What a surprise to be so moved by this performance of Twyla's Sinatra Suite by Daniel Camargo and Sunmi Park at American Ballet Theatre. As he did in Of Love and Rage, Camargo strikes me as an extraordinary actor-dancer, a performer who relays the quality of thought and inner life and complex, shifting emotion with amazing clarity and simplicity, both through his face and through his dancing. Each movement means something, and takes just the right amount of time to express that meaning. Added to that, he is such an able, engaged partner; with him, partnering becomes an expressive art. In this performance of "Sinatra Suite" I felt I could see his every passing thought: a sense of rapture in "Strangers in the Night," a powerful romanticism in "All the Way," disenchantment and roughness in "That's Life," loss in "My Way," and an almost unbearable hurt in "One for my Baby." He played that final solo with the looseness and swaying imbalance of someone who has had too much to drink, but within that tipsiness there was also reflection—we could almost hear him thinking. The pauses between movements suggested conflicting currents. He stopped, he started, he fell, then rose up and opened his hands, as if thinking, “what’s left of all of that?” A swooning lift in "All the Way," held for an extra moment on the word "aaaaaallll," made me hold my breath. SunMi Park was a perfect partner: fresh, game, confident, even a bit teasing at times. The two of them flowed together. She seemed happy to go along for the ride.
On Alexei Ratmansky’s Neo…
Sumie Kaneko (shamisen), Catherine Hurlin, and Jarrod Curley after a performance of Neo.
Half the fun of Neo, Alexei Ratmansky's chic new pas de deux for American Ballet Theatre, is the score: a solo for shamisen (a kind of Japanese banjo) by the Japanese composer Dai Fujikura. Its insistent patterns are both suggestive of step patterns and also full of a kind of solemn wit, like the sound of Gertrude Stein’s voice reciting absurdist poetry. At ABT this season the shamisen is being played onstage by Sumie Kaneko. Throughout, its twanging sound is the third character in the dance, originally created for Isabella Boylston and James Whiteside during the pandemic as a video short produced by The Joyce in 2021. Seeing it live now, the dance's witticisms stand out all the more: flat-footed stomps and pawing and shuffling for the feet, wave-like movements of the arms. The two dancers, Catherine Hurlin and Jarod Curley here, engage in a funny repartee that is at times competitive, at times friendly, at times completely silly. At one point, Curley "plays" Hurlin's leg like the string of an instrument, plucking it as if to produce a sound. Or they swing their legs like metronomes, illustrating the loops in the score. She droops in his arms like a noodle, then re-constitutes herself and pushes him down to the ground.
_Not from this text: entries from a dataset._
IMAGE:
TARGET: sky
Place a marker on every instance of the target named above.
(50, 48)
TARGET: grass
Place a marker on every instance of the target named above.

The technique is often extreme—in many ways, with its giant battements and leg circles and stretches, “Neo” is like a Forsythe pas de deux, though more playful and less mannered in affect. In fact, it's a sort of companion piece to Ratmansky's 1998 "Middle Duet," which derived its inspiration from Forsythe while softening the Forsythian edges. But where "Middle Duet" was sly and sleek, "Neo" is cheeky and light, full of quick, skittering steps and careening combinations that fly across space. The swish of Hurlin's long pony-tail, knotted high on her head, is part of the game. The Japanese music and flexings of the wrists and feet are also reminiscent of another early Ratmansky ballet, Dreams About Japan, an abstraction of a series of Kabuki plays that Ratmansky made for Nina Ananiashvili’s touring ensemble. It’s clear that this music frees his imagination and releases some of his zanier tendencies, which is all to the good.